La missione di Bigene: 58 villaggi su 300 km quadrati

La missione di Bigene: 58 villaggi su 300 km quadrati
Il territorio della missione di Bigene: 58 villaggi su 300 km quadrati, a nord della Guinea-Bissau e confinante con il Senegal.

18 ottobre 2011

Testimonianza Missionaria 7: "Padre Fausto Tentorio, missionario PIME nelle Filippine"

Ucciso Fausto, l’amico dei tribali


Ucciso davanti alla sua chiesa in una remota area dell’isola di Mindanao. Padre Fausto Tentorio è l’ultimo a cadere fra gli esponenti di una Chiesa e di una missione che continua nell’impegno al fianco degli ultimi. Uomini drammaticamente testimoni e vittime di una situazione di violenza e insicurezza endemica che nelle Filippine sembra sfuggire a ogni regola.
Due uomini in motocicletta con il casco, uno scende con in mano una pistola e spara in rapida successione alcuni colpi. Il bersaglio cade colpito al capo e alla schiena. Questa, secondo le prime testimonianze, la ricostruzione dell’omicidio. Uno dei tanti nelle Filippine senza pace e spesso senza legge, ma a cadere sotto i colpi dell’assassino questa volta non è un imprenditore durante un tentativo di sequestro, oppure un oppositore politico, un attivista sociale o un giornalista. Questa volta è toccato a padre Fasto Tentorio, 59enne missionario del Pontificio Istituto per le Missioni Estere (Pime), brianzolo di nascita ma da trent’anni nell’arcipelago asiatico.
Ieri mattina, dopo la Messa nella sua parrocchia di Arakan, in un’area montana della provincia di North Cotabato, sull’isola di Mindanao, padre Tentorio stava per salire sulla sua auto per recarsi come ogni lunedì alla riunione del presbiterio di Kidapawan, quando è stato avvicinato dal killer che gli ha sparato con una pistola. I fedeli che si trovavano all’interno della struttura parrocchiale hanno sentito gli spari e sono usciti in tempo per vedere un uomo col casco scappare verso una moto che si è allontanata. Inutile la corsa di trenta chilometri di strada di montagna all’ospedale di Antipas dove il missionario è arrivato già cadavere.
Contro il parere dello stesso vescovo di Kidapawan, la diocesi che include vaste aree di difficile accesso anche per gli operatori ecclesiali, tra cui Arakan, gli stessi parrocchiani di padre Tentorio ne hanno riportato indietro la salma per la veglia funebre. A sera pure i ribelli del Fronte islamico di liberazione del Moro hanno condannato l’agguato.
Il missionario italiano era nelle Filippine dal 1978, dal 1985 nella «sua» missione dell’Arakan dove, ricorda il superiore del Pime nelle Filippine, padre Giulio Mariani, «da più di 30 anni faceva un lavoro magnifico, era amato da tutti». Non privo di rischi personali, però.

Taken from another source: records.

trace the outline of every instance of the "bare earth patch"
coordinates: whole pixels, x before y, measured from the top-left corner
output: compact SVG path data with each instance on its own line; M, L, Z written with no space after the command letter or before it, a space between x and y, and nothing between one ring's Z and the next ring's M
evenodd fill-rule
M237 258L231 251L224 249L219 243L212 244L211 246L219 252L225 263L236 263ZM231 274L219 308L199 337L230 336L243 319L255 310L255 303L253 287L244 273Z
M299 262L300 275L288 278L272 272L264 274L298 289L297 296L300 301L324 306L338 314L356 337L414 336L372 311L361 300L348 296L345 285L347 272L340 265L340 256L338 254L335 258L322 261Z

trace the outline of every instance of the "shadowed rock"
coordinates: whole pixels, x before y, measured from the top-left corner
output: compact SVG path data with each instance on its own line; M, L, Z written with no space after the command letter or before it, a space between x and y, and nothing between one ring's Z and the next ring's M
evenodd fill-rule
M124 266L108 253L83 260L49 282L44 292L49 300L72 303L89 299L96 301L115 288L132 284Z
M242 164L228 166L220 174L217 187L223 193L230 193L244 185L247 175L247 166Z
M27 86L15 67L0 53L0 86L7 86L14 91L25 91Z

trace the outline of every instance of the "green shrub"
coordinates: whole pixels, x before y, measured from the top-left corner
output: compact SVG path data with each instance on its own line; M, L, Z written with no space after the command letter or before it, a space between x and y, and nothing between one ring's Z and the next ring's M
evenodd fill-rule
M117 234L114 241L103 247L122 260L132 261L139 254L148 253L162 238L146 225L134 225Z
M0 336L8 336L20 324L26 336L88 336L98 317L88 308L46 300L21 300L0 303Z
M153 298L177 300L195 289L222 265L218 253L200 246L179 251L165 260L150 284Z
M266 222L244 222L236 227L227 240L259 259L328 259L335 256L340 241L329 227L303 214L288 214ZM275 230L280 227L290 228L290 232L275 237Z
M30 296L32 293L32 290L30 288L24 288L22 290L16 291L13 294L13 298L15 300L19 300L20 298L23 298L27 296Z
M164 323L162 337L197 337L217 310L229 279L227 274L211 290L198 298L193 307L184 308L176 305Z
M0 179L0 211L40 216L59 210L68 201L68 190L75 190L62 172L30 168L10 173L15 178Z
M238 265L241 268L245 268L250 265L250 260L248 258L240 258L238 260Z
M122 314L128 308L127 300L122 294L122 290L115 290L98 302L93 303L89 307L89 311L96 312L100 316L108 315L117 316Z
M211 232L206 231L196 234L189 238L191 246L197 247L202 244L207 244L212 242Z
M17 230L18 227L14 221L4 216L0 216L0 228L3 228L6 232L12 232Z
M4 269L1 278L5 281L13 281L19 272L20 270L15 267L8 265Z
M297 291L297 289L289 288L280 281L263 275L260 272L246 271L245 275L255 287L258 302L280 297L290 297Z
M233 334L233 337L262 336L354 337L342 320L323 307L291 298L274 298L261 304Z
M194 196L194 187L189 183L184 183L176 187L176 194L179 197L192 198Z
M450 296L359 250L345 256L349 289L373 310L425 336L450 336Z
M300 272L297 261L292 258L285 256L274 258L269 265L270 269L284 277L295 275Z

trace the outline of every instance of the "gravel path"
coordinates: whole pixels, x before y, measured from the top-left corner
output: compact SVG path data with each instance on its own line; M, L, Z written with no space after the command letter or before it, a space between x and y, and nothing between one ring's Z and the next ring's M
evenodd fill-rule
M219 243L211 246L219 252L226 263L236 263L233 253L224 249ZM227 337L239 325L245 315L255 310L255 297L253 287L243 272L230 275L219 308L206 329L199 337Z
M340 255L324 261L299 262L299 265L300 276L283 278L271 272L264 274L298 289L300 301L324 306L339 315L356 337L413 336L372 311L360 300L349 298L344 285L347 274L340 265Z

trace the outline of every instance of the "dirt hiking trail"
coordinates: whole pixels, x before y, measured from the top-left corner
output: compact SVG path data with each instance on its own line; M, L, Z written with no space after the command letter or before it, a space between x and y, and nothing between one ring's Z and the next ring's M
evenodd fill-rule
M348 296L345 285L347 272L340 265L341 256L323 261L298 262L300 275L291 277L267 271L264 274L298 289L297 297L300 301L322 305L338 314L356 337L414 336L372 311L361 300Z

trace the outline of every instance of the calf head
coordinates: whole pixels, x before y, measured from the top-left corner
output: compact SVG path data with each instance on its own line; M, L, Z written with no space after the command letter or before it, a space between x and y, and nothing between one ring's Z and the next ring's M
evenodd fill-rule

Come specificato da padre Mariani, nel 2003 il missionario del Pime era sfuggito a un tentativo di sequestro: «Ha sempre lavorato nella zona abitata da emarginati, tribali filippini, musulmani. Era molto apprezzato. Forse ha pestato i piedi a qualcuno, ma non sappiamo ancora. La sua era una missione delicata perché quando hai a che fare con emarginazione e povertà sei destinato a dare fastidio».

AVVENIRE, 17 OTTOBRE 2011



La semplicità evangelica che arriva fino al martirio

«Per fede uomini e donne hanno consacrato la loro vita a Cristo, lasciando ogni cosa per vivere in semplicità evangelica l’obbedienza, la povertà e la castità. Per fede tanti cristiani hanno promosso un’azione a favore della giustizia per rendere concreta la parola del Signore, venuto ad annunciare la liberazione dall’oppressione». In queste parole di “Porta fidei” – la Lettera apostolica di Benedetto XVI per l’indizione dell’Anno della Fede – c’è il ritratto di padre Fausto Tentorio, il missionario del Pime ucciso domenica, nell’ormai tristemente famosa isola filippina di Mindanao.
Qualcuno ci vedrà semplici coincidenze, ma a noi piace osservare che la sua morte è avvenuta a poche ore dalla pubblicazione del documento col quale il Papa rilancia con forza l’urgenza dell’evangelizzazione a 360 gradi e a una settimana esatta dalla Giornata missionaria mondiale, che si celebra domenica prossima.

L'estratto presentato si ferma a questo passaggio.